After leaving university, I embarked on what I, tongue-ever-in-cheek, called a “portfolio career”. Like a very minor Del Boy, gone legit and working in the glamorous world of provincial PR and marketing (and shilling copy, not cans of best before Spam), I juggled freelance contracts from the extendable table in the corner of our Norwich flat and was paid handsomely, courtesy of government grant or quango funding stream.
At only ten months’ repose, there seems something very anachronistic, very noughties about this way of making a living. It was a very fortuitous means to an end for me, but at the time “going freelance” became more and more attractive to graduates, given the push of a extremely competitive first job market and the pull of the apparently-unlimited opportunities online, accompanied by the kind of aggressive individualism internet culture has fostered.
Since this is a vamp for an anecdote, not a rant, I’ll leave that ellipsis hanging. Suffice to say, it was rather a relief to let those spinning plates fall. Here in Budapest, I earn my daily kenyér as an English teacher (though my beefs about the TEFL industry are a topic for another time too) and I love it. My students are, to a man, both interesting and interested. Moreover, it’s the best cultural education I could have hoped for. When my students finally tire of my provincial bemusement (You mean you really celebrate Christmas on December 6th? and Jesus, you guys really like sour cream, don’t you!), my surest conversational gambit is language teacher fallback: What do you like to do in your freetime?
The Hungarians I’ve met really make the most of it. The social lives of the Zsolts, Attilas and Évas in my charge are a never-ending whirl of wine tastings, horse rising expeditions, hiking trips and family dinners chez anya és apu. In the spirit of “When in Rome…” and in the realisation that hand-wringing and procrastinating probably don’t count as hobbies, we’ve been doing the same.
Last weekend, we went to Lake Balaton, Hungary’s own freshwater riviera; playground of the extremely rich, the chronically active and the exceedingly drunk, and the largest freshwater lake in Europe to boot.
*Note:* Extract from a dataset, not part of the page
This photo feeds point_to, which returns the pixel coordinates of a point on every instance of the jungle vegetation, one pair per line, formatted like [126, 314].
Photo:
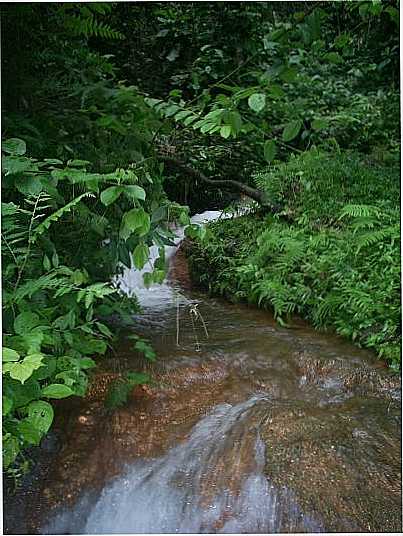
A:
[121, 118]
Our six-man tent was (due to an ongoing plumbing saga) probably better equipped than our home and I spent a very pleasant weekend cooing menacingly at infants, picking pike bones out from between my teeth and lolling around on a patio chair.
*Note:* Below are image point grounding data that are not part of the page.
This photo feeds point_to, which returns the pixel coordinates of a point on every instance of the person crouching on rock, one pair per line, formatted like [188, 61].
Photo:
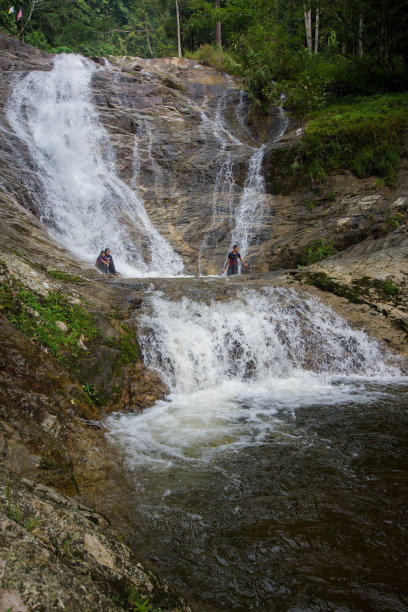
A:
[112, 268]
[232, 261]
[102, 263]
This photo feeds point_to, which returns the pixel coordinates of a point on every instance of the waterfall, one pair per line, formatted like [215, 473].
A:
[84, 202]
[232, 366]
[249, 216]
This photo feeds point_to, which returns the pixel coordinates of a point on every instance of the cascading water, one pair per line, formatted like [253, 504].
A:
[273, 463]
[84, 202]
[271, 477]
[249, 216]
[248, 358]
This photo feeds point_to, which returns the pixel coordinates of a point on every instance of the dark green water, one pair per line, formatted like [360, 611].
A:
[312, 517]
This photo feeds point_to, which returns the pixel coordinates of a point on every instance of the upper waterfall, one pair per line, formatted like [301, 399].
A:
[84, 202]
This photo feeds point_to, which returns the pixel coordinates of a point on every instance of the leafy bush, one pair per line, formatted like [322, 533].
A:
[36, 317]
[317, 251]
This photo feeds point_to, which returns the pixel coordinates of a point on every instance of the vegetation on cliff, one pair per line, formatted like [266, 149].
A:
[364, 135]
[328, 62]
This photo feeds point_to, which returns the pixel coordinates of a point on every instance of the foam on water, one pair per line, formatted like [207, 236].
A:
[231, 367]
[84, 202]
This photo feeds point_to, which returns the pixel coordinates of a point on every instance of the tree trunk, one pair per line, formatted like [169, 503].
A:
[148, 38]
[360, 36]
[317, 30]
[178, 31]
[307, 11]
[218, 41]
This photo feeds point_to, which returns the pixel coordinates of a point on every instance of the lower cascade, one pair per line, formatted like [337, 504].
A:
[256, 462]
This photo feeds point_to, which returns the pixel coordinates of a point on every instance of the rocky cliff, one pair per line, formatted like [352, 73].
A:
[182, 143]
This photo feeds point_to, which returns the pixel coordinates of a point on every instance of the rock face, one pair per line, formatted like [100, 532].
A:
[56, 555]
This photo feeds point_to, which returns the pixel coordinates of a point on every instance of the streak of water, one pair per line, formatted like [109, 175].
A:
[84, 201]
[230, 366]
[273, 477]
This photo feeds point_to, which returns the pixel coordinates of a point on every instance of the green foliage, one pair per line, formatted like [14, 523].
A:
[359, 292]
[325, 283]
[317, 251]
[129, 349]
[36, 317]
[217, 58]
[363, 135]
[14, 512]
[138, 603]
[92, 393]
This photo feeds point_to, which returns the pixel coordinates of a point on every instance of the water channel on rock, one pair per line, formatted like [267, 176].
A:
[273, 475]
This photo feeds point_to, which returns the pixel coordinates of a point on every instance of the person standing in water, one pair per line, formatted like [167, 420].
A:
[112, 269]
[232, 261]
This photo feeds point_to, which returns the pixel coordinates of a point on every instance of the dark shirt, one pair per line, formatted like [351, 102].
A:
[233, 258]
[111, 264]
I spent my formative years getting sand up my bum on England’s East Coast (and made a life’s work out of sifting through the great rafts of borrowed nostalgia bestowed on me there ever since), but Joe, from Richmond, North Yorkshire – about as landlocked as we Brits can muster – spent his holidays at the Lakes, and there’s more than a passing resemblance here: low-slung huts selling inflatables gathered around car parks, discount supermarkets stocking nothing edible, tow bars and foreign number plates, all-weather dressing with cheap anoraks and sunglasses, “rustic” wooden restaurant terraces and individually-wrapped sliced cheese.
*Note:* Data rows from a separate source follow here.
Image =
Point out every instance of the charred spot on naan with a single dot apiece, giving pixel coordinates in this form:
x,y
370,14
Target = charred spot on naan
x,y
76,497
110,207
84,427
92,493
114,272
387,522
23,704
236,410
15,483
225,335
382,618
We went to Lake Balaton in search of Hungarians at play, but unseasonable rain kept them all indoors. The paid-admission beaches (actually the strip of turf hemming the lakeside) were deserted and the ice cream sellers had buggered off home. We strolled around the blue-milk lake in the drizzle, Joe trounced me at csocsó and we watched the Condeferations Cup and sipped sewery beer in a tiki hut on the edge of the great, dark mass of water. Contranians both, we were pleased.